Drake searches for redemption on new album “Views”

Late last Thursday night, Canadian rapper Drake made his album “Views” available on Apple Music. The 20-track album, clocking in at over 70 minutes, expands on Drake’s hyper-realistic version of his hometown, Toronto, Ontario.

At this point in his career, Drake is on top. He is the millennial voice Kanye West thinks he is and the voice Kendrick Lamar definitely should be. Instead, our generation gets Drake, a boastful yet vulnerable “nice guy.” He loves his status and is constantly gloating, yet he feels the emptiness of it all. In true millennial fashion, he is painfully self-aware.

Regardless of what one thinks about Drake as a person, his ability as a technician is undeniable at this point. When rapper Meek Mill challenged Drake’s possible use of ghostwriters last summer, Drake shot back with two impressive diss tracks. One of which, “Back to Back,” charted No. 21 on the Billboard Hot 100.

With “Views” it’s all about Drake. The album’s 20 songs show Drake reminiscing about women he used to be with and how he could have done things differently. This is well-tread territory for the rapper. Many of the tracks off of his album “Take Care” displayed the same sentiments.

On the track “Redemption,” we see Drake’s biggest issue on display. It’s why some of the more self-reminiscent tracks here come off not as “nice guy” vulnerability but as unnecessary gripes. Here Drake raps, “I know you’re seein’ someone that loves you and I don’t want you to see no one else.” In this lyric, he shows that he wants his ex to be happy and to be with someone who will make her happy. However, later on the same track, after naming several women who he’s had failed relationships with, he raps, “Wonder if they was here, shit could have been different / wonder what they’d do put in my position? / I wonder, when my shit drop, do they listen? / Wonder if they’re second guessin’ their decisions?” Drake initially presents a faux happiness for the women who’ve moved on from relationships with him, but then just a few bars later he’s confronting them.

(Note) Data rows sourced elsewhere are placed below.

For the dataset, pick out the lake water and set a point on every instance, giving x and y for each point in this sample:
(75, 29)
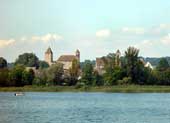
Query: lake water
(85, 108)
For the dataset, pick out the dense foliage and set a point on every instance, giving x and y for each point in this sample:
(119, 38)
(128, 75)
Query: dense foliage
(128, 69)
(28, 60)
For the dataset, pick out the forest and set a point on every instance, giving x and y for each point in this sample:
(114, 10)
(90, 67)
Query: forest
(131, 72)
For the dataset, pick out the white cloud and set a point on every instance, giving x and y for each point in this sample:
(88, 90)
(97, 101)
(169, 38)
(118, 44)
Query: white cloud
(166, 40)
(136, 30)
(48, 37)
(104, 33)
(4, 43)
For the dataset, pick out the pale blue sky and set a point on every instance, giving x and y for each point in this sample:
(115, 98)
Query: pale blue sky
(96, 27)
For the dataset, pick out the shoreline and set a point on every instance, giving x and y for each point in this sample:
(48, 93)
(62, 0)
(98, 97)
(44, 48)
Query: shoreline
(109, 89)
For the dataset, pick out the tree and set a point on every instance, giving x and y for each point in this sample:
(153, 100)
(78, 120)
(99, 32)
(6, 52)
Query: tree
(27, 77)
(97, 79)
(43, 64)
(55, 73)
(40, 77)
(4, 78)
(28, 60)
(3, 63)
(74, 72)
(163, 65)
(16, 75)
(131, 56)
(87, 76)
(113, 75)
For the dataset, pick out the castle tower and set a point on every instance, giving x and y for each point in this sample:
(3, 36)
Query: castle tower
(49, 56)
(118, 60)
(78, 54)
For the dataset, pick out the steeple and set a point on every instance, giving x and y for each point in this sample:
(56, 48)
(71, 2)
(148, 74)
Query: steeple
(78, 54)
(117, 59)
(49, 56)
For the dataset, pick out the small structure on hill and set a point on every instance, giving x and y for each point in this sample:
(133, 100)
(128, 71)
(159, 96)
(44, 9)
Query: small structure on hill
(66, 60)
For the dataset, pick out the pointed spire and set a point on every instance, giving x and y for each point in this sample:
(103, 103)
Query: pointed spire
(49, 50)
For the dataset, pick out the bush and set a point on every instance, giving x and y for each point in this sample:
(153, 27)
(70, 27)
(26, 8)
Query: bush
(125, 81)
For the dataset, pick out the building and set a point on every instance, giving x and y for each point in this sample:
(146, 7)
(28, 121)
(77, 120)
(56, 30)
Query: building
(99, 66)
(66, 60)
(117, 58)
(49, 56)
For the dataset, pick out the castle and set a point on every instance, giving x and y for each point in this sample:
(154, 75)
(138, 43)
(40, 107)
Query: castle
(66, 60)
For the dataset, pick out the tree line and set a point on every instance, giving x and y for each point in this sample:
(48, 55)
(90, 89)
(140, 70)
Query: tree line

Like David lusting after Bathsheba, Drake wants exactly what he can’t have. In his case it’s women in his life who’ve moved on. In his thinly veiled way, Drake tries to pass off his manipulation as scorned nice-guy behavior. But what Drake can’t seem to see is that he comes off as extremely self-absorbed and manipulative. The navel-gazing nature with which he approaches this album doesn’t feel like a meditation on fame, the emptiness of success, or a thoughtful examination of failed relationships; it feels like a meditation on Drake.

It’s a shame that this sentiment bullies out the other sentiments displayed on the album. Songs like “Weston Road Flows” show Drake’s experience growing up in Toronto. The track “Too Good” features Rihanna who offers a female perspective to Drake’s misery. These tracks offer a reprieve from the oppressive nature of the album.

What Drake needs is what he seeks from his exes: redemption. On “Views,” we see a man that doesn’t even give passing consideration to the thought that he may be at fault in the wake of failed relationships. Without redemption and grace, Drake’s vision is lonely and unfulfilling. Hopefully, Drake’s caustic streak will end and he’ll be able to move on from the mistakes that haunt him. Until then, fans will have to sit in a millennial rapper’s technically dazzling yet uncompromisingly bitter fourth studio effort.